Pourvu qu’on ait l’ivresse : Le dernier pour la route de Francesco Sossai
Présenté à Un certain regard, à Cannes, en 2025, cette production italo-allemande est à voir au cinéma cette semaine. S’il ne s’agit pas du premier long métrage du réalisateur, c’est le premier à sortir en France. Entre les deux, Francesco Sossai avait été remarqué pour un court : L’anniversaire d’Enrico.
Si Francesco Sossai avait réalisé en 2021, durant ses études – la Deutsche Film-und Fernsehakademie de Berlin – un long, Altri cannibali, celui-ci est resté inédit en salles, en tout cas en France. On connaît donc surtout son nom pour son court métrage montré à la Quinzaine des cinéastes en 2023 : L’anniversaire d’Enrico (photo ci-dessous).
Co-produit du côté hexagonal par le regretté François-Pierre Clavel pour Kidam, ce film se concentrait sur un épisode circonscrit dans le temps, possiblement inspiré au réalisateur par un souvenir d’enfance, banal en apparence : une invitation à un anniversaire, un après-midi à la campagne, à la veille du passage à l’an 2000.

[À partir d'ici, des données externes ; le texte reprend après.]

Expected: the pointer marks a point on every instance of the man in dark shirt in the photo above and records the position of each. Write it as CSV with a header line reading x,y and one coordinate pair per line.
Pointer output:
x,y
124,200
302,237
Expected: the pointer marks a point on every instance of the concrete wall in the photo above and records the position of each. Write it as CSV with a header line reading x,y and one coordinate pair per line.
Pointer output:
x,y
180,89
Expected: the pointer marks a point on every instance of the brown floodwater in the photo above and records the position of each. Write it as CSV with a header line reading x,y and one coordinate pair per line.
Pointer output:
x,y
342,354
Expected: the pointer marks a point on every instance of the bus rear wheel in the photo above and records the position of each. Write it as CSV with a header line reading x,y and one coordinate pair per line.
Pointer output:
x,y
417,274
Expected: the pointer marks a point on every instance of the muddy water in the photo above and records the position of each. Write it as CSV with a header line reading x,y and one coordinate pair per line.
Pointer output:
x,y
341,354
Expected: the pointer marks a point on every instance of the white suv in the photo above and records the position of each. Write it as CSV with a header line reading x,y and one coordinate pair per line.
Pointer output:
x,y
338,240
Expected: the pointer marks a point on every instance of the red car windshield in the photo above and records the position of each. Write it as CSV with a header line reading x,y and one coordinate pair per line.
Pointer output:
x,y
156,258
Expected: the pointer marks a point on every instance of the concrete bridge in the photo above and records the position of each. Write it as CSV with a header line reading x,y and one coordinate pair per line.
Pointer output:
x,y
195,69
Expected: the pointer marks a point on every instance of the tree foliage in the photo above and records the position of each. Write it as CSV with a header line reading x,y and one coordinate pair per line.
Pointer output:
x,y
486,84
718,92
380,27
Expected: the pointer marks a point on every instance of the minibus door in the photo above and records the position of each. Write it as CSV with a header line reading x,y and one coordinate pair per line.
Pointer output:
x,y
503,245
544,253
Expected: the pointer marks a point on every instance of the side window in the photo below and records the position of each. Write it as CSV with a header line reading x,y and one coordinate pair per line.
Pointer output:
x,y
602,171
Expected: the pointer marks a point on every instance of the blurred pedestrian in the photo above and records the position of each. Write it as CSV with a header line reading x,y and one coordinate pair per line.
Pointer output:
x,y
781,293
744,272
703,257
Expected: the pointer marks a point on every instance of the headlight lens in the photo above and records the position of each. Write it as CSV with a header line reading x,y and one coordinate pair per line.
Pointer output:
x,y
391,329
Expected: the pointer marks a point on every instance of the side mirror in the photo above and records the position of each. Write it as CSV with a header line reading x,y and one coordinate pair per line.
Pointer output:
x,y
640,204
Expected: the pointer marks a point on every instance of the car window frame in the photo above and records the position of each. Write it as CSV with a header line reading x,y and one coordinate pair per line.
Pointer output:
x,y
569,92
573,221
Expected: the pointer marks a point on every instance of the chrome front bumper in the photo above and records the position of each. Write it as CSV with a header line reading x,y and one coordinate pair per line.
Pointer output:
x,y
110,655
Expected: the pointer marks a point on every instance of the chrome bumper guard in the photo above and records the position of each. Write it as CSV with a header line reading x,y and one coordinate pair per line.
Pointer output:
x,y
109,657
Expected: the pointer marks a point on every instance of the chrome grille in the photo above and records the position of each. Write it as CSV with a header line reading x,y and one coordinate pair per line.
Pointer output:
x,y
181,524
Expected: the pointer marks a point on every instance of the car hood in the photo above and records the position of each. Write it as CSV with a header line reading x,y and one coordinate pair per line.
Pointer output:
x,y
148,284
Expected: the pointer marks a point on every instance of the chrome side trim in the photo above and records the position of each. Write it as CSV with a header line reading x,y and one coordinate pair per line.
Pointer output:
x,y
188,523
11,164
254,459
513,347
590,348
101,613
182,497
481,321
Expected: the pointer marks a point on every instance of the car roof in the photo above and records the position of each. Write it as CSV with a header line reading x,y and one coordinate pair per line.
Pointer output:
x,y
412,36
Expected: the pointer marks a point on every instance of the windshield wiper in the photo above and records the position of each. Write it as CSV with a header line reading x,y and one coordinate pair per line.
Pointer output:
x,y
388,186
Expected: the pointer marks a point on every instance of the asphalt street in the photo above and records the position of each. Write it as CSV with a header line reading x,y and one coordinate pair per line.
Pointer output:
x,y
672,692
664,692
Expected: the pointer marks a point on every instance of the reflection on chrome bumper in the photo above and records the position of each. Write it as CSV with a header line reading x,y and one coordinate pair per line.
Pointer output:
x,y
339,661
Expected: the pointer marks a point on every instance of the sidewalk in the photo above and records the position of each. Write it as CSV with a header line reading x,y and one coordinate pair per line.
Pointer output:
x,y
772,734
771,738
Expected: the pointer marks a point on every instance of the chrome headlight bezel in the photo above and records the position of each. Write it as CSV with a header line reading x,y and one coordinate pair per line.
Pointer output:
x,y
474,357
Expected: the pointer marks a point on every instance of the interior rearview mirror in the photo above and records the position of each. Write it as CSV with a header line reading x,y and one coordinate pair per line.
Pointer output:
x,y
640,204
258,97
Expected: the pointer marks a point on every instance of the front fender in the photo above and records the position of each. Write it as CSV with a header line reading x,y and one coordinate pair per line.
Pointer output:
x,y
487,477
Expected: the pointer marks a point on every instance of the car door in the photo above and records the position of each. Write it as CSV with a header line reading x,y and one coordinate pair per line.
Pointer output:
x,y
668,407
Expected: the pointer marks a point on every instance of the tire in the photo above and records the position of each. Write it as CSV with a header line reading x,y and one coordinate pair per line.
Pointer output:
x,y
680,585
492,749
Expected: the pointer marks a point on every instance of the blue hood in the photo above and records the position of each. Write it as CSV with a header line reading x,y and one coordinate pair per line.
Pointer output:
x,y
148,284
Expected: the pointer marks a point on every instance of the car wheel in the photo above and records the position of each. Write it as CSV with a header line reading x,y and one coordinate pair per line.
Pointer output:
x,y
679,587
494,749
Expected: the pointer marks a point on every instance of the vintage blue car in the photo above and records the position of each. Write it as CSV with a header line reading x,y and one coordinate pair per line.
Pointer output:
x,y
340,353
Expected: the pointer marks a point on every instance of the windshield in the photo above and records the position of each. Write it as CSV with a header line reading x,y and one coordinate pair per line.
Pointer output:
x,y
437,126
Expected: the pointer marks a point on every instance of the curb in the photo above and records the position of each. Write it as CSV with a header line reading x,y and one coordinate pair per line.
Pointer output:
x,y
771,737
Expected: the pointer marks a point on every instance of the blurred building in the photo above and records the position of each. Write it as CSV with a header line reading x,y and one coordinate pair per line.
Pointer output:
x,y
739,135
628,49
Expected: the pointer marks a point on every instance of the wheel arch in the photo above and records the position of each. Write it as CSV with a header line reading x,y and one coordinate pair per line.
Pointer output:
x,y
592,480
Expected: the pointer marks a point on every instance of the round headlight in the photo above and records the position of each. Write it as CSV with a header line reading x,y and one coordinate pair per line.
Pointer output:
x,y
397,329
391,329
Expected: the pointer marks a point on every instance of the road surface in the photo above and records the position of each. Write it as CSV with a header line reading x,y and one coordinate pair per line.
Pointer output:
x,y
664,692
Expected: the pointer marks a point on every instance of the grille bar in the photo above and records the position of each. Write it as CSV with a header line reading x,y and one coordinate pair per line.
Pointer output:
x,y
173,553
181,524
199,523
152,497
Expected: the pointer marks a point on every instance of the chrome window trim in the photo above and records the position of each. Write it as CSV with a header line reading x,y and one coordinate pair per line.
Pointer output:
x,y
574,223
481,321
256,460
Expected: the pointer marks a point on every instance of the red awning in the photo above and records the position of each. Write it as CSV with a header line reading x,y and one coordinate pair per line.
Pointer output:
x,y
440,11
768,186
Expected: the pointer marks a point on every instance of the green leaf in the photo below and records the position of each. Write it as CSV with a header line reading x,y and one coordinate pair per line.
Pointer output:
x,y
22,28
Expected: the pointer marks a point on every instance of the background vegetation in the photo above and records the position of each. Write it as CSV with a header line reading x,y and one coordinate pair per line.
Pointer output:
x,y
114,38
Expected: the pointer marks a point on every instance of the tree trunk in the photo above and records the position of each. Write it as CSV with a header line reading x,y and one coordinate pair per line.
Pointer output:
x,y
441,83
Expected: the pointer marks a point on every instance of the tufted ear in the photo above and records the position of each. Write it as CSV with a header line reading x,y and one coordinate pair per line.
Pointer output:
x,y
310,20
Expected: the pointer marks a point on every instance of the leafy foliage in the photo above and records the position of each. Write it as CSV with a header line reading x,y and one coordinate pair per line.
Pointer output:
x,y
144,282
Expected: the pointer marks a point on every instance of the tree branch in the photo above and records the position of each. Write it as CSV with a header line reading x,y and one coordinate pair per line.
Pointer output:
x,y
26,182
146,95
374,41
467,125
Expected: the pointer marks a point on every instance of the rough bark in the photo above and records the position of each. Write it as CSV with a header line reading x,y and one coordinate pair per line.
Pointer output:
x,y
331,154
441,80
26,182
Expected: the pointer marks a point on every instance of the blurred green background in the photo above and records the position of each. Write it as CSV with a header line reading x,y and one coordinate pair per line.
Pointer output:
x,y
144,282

La crainte du grand bug déréglant les machines et tous les repères, très forte chez le jeune héros Francesco (même prénom que l’auteur, donc…), et la révélation progressive du fait que cet Enrico qui souffle ses bougies n’est pas du tout l’un de ses copains entraînaient vers une certaine bizarrerie le récit, dans une atmosphère de fin de quelque chose – et pas seulement du siècle. On pouvait penser au giallo, en un sens, au fil de ce goûter peu aimable et offrant une relecture des moments initiatiques de cet âge de sortie (souvent chaotique) de l’enfance.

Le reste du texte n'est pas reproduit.